# Table of Contents
 <p><div class="lev1"><a href="#Task-1.-Compiling-Ebola-Data"><span class="toc-item-num">Task 1.&nbsp;&nbsp;</span>Compiling Ebola Data</a></div>

In [371]:
DATA_FOLDER = './Data/' # Use the data folder provided in Tutorial 02 - Intro to Pandas.
%matplotlib inline
import pandas as pd
import numpy as np
import matplotlib.pyplot as plt
import seaborn as sns
import datetime
import os
sns.set_context('notebook')

## Task 1. Compiling Ebola Data

The `DATA_FOLDER/ebola` folder contains summarized reports of Ebola cases from three countries (Guinea, Liberia and Sierra Leone) during the recent outbreak of the disease in West Africa. For each country, there are daily reports that contain various information about the outbreak in several cities in each country.


There are several peculiarities in the data that we have to deal with.

* Each country's dataset has its own names for the rows relevant to our work. There are even differences in row titles for the same country (e.g. one file in Guinea has three rows that other Guinea files do not).


* Our data has a lot of holes, including the absence of a lot of days, and even then the absence of certain information for many of the existing days. New case numbers do not add up to the changes in cumulative numbers; therefore our approach has to take into account the differences between cumulative values. However, there are missing values in the cumulative numbers as well (e.g. for Guinea, on Sept. 30, there is no 'suspected deaths' value).

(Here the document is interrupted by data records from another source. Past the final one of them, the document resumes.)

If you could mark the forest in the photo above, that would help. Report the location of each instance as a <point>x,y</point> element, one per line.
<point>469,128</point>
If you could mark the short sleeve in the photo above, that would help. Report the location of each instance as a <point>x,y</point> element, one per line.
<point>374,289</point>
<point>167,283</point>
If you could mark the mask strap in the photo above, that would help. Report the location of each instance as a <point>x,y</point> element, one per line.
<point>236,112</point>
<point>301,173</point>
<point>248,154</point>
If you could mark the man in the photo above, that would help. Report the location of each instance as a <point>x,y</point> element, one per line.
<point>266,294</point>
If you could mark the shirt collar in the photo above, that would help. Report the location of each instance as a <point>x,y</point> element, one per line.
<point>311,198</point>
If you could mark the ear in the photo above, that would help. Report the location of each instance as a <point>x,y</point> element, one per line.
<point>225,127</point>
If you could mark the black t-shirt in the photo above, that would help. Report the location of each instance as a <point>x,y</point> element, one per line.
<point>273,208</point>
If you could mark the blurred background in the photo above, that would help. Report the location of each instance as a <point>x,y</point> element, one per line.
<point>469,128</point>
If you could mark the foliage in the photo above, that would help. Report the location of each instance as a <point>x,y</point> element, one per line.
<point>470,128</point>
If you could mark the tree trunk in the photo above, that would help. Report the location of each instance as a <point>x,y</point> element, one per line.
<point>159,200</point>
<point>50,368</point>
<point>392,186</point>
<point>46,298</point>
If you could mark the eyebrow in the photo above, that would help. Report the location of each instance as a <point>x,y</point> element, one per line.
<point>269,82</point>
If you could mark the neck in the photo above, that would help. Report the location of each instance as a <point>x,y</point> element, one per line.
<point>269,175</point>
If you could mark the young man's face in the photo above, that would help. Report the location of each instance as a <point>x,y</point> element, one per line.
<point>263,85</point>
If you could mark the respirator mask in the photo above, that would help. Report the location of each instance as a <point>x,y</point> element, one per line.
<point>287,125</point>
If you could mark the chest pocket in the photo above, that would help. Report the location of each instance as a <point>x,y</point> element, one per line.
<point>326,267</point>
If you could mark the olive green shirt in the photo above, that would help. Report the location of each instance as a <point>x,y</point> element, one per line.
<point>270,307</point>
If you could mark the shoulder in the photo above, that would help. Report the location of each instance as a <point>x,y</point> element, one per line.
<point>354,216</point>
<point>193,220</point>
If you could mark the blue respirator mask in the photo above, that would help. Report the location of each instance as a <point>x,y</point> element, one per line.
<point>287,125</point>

* Certain files contain partially duplicated information. One of the Liberia files, for example, has all types of rows (i.e. Date+Description) twice, but with different numbers for the other values. Since we only want one of them, we have chosen to keep the last occurrence of those duplicated rows.

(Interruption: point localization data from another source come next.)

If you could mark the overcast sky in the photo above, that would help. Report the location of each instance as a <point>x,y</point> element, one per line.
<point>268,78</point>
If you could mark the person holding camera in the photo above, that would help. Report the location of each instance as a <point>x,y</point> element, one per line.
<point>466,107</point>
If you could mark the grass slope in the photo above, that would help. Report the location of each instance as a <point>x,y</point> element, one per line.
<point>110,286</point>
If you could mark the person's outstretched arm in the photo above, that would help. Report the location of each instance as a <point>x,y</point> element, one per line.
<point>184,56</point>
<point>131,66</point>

* The total (national) values frequently happen to be **unequal** to the sum of the province by province values - sometimes by a huge margin. Therefore, we've chosen to sum over the province values and disregard the existing national totals.


Therefore, our approach to solving the problem is as follows:
* We will convert the different names in different countries' data that refer to the same thing (e.g. confirmed cases, probable deaths, etc.) to a common value.

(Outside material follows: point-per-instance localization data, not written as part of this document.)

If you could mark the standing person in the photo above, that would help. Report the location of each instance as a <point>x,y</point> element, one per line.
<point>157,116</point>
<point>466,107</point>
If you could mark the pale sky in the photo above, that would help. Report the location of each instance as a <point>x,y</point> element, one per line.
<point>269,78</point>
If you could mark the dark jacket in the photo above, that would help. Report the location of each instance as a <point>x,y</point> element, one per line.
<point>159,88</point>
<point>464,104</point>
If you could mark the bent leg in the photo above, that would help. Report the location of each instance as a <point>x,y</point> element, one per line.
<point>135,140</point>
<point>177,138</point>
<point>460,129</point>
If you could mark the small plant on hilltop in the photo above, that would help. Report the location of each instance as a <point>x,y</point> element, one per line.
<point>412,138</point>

* Due to the missing values issue, our approach to the calculation of the monthly averages is as follows: for each month, we find the maximum value for each of the columns, and we the total value for a month is the maximum value of that month minus the maximum of the previous (which is then divided by the length of that month to calculate the average). For months not preceded by another, we consider their earliest included day to be the first. For months not succeeded by another, we consider their last existing day to be their last actual day (regardless of whether it actually is the last day of the month, or not). In all cases, however, we average over the entire length of the month. To allow the viewer to discern the "credibility" of the values however, we attach a 'days' column to each row that shows the latest day of that month whose data was in our dataset; this way, the reader of the table will know that a month with just 1 in the days column is not to be trusted.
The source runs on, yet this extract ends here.